Una estrella con personalidad
La “estrella culona” apareció en pantalla con cuerpo rojo brillante, disco central abultado y una forma que muchos usuarios compararon con glúteos humanos. El apodo nació al instante y se viralizó en redes, con memes, comparaciones con Patricio Estrella (de Bob Esponja) y hasta propuestas para declararla patrimonio nacional.
Desde el punto de vista científico, se trataría de una estrella del género Hippasteria, posiblemente Hippasteria phrygiana. Su forma peculiar se debe al disco central, donde se ubica la boca, y a sus brazos cortos. Según especialistas, podría estar “gordita” por alimentación o por gametas.
Además del humor, el hallazgo permitió divulgar datos fascinantes: estudios recientes indican que las estrellas de mar expresan genes relacionados con la cabeza en todo su cuerpo, lo que sugiere que perdieron estructuras como torso o cola durante su evolución.
Batatita: la batata del abismo
Cuando el furor por la estrella comenzaba a calmarse, apareció otro protagonista: un pepino de mar púrpura, alargado y de textura blanda, que fue apodado “Batatita” por su parecido con una batata flotando en el lecho oceánico.
Los pepinos de mar, o holoturoideos, son equinodermos como las estrellas. En algunas culturas asiáticas son considerados un manjar y se les atribuyen propiedades medicinales.

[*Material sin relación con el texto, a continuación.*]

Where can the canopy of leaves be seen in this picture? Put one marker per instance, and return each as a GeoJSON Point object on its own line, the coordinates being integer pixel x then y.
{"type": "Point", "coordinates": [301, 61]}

El ejemplar fue recolectado por el equipo para su estudio, como parte de la misión que busca documentar la biodiversidad marina argentina.
La transmisión en vivo por YouTube permitió que miles de personas se conectaran con el fondo marino como nunca antes. Además de las criaturas simpáticas, también se registraron residuos humanos como bolsas plásticas y redes de pesca, recordatorio de que la huella humana alcanza incluso los rincones más profundos del planeta.
La expedición Talud IV continuará hasta agosto, combinando investigación rigurosa con divulgación accesible. Y si algo quedó claro, es que en tiempos de redes sociales, hasta una estrella con forma de cola y una batata marina pueden convertirse en íconos nacionales.